Application of artificial intelligence to precision medicine

The analysis of DNA and genomic data, as well as the extraction of variants or mutations, is very complex. Automatic detection of any of them presenting a potential risk (either because they have a high probability of contributing to the development of diseases such as cancer, or because they present unusual characteristics) and therefore appropriate to analyze them in depth, is of great interest.

With this in mind, researchers from the Group for Visual Communication Applications (GATV) of the Polytechnic University of Madrid (UPM) in Spain have developed a system that provides, through artificial intelligence, the probability that the variables under study may be malignant (and therefore of interest to the analysis) or may be benign variants. within the human genome. The work developed and the proposed tool could help study genetic alterations in human cancers that allow targeted therapies for precise oncology based on next-generation sequencing of personal data.

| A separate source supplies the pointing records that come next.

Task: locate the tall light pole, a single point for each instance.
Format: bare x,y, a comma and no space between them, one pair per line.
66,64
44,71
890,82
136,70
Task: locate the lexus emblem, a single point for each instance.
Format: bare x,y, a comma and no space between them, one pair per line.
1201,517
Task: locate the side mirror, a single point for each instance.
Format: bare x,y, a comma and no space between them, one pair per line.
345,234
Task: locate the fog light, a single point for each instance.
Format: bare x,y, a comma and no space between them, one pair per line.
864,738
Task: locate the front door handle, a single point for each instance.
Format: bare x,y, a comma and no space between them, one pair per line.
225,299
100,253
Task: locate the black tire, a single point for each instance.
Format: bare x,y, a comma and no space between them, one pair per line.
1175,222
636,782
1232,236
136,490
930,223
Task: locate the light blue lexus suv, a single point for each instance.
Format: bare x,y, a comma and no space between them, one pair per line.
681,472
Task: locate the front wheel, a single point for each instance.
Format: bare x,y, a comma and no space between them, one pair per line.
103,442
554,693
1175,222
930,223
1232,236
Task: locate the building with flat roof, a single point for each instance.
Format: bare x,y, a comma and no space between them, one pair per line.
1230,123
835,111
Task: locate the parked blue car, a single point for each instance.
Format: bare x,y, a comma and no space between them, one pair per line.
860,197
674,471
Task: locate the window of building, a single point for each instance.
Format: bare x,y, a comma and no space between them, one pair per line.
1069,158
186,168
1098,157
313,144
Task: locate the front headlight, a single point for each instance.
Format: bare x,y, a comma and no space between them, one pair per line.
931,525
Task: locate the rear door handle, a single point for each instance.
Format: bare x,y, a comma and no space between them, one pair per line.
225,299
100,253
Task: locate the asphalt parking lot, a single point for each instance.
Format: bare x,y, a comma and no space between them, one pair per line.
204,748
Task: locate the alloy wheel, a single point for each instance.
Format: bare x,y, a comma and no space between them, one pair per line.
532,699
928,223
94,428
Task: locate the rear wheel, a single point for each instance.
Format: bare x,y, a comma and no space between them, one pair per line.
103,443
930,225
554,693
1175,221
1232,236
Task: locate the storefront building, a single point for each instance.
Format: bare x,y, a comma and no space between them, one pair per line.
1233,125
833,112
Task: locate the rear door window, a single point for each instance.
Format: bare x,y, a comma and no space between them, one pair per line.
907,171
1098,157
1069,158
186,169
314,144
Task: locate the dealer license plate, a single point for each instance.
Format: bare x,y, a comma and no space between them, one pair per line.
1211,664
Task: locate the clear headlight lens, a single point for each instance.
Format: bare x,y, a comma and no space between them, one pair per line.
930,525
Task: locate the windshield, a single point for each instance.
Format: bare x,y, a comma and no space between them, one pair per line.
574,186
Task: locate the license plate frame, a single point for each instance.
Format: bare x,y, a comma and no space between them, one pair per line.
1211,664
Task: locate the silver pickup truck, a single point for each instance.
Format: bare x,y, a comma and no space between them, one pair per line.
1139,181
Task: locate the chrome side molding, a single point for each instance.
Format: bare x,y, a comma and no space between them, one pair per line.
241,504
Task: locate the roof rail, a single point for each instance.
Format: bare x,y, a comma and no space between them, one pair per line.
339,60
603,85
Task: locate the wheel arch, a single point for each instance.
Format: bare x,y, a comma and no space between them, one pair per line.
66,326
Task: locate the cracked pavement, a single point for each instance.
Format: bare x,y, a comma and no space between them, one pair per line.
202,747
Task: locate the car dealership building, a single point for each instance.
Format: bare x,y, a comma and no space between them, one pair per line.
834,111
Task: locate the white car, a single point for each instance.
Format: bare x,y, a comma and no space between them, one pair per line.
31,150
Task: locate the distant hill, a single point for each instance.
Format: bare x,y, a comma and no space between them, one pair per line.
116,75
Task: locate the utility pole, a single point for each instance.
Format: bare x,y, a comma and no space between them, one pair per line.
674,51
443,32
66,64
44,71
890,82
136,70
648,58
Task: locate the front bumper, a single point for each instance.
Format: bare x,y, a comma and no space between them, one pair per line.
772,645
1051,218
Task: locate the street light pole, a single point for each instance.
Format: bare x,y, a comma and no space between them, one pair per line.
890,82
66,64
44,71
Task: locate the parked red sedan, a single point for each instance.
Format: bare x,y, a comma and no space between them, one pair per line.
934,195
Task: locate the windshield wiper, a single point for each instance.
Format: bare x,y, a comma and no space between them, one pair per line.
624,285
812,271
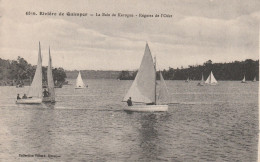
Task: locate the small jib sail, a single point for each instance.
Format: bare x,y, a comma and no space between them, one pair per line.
211,79
50,80
143,89
79,82
35,90
244,79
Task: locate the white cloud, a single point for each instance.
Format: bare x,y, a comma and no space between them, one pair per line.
199,31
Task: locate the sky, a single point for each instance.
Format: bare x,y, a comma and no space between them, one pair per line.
201,30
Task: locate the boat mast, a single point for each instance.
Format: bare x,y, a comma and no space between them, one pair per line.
155,81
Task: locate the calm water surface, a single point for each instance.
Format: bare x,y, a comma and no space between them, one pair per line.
210,123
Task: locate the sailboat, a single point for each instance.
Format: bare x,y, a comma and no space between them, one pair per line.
211,80
35,90
79,82
188,79
50,86
143,88
244,79
254,79
201,83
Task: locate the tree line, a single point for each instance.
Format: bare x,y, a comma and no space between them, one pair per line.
16,71
222,71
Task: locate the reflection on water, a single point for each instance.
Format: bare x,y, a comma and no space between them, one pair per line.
149,137
209,123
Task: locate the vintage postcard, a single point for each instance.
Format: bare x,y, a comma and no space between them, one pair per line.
168,80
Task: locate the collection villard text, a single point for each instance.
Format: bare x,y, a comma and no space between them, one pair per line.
75,14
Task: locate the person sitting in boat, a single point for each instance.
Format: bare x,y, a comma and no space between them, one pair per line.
45,93
24,96
18,97
129,102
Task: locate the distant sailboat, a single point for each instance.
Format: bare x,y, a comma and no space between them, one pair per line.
79,82
50,86
244,79
188,79
201,83
211,80
35,90
143,89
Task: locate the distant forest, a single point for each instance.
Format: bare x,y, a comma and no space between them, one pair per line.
14,71
222,71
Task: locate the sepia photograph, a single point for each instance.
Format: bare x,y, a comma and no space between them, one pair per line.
118,80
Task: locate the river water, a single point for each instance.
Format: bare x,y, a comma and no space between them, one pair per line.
209,123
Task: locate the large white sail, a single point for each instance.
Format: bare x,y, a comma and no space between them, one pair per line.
244,79
202,78
208,81
79,82
211,79
143,87
162,97
50,79
35,89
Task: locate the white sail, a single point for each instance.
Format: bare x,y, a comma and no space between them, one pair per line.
79,82
208,80
244,79
162,97
202,78
35,89
143,87
211,79
50,79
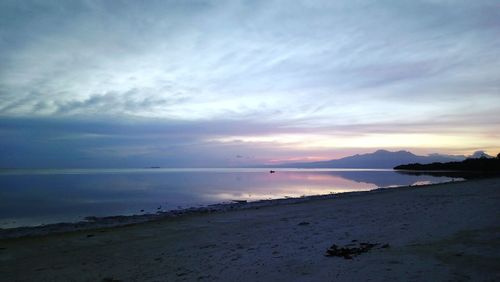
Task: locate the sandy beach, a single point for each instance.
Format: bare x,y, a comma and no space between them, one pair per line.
444,232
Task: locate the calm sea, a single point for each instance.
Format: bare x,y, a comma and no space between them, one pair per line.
35,197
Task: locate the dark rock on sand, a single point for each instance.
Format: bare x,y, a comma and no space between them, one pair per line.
348,252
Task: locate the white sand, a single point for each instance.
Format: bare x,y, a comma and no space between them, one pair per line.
436,233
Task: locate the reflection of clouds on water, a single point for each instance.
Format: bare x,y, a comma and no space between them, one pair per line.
30,199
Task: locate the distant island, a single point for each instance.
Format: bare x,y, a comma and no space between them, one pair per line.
380,159
483,164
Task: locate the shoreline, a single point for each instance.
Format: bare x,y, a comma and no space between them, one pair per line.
93,222
442,232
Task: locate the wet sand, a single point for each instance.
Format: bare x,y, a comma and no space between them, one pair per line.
431,233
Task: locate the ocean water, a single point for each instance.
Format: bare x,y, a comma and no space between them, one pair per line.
37,197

These researchers from UPM’s GATV conducted a study using several traditional, and other new, techniques of automatic learning (an artificial intelligence method) to classify somatic mutations.

As a result, they have developed a classification tool that aggregates a large number of known variants, both malignant and benign, collected in approved clinical studies and made available to the general public in open databases.

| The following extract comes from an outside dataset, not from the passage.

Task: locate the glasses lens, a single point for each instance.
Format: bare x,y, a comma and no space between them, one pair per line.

A symbolic artistic restatement of the concept of artificial intelligence, represented here by the binary code of a computer program, used in the fight against cancer, represented here by the cancer cell. (Illustration: Jorge Monchi for NCYT from Amazings)

To learn more about each of these mutations, they used an annotation software tool called ANNOVAR, which aggregates databases and other algorithms provide additional details about the mutations. 70 annotations (that is, 70 numerical values ​​describing each variant collected) were used as inputs to different AI models aiming to obtain the probability that each of these mutations is benign or malignant.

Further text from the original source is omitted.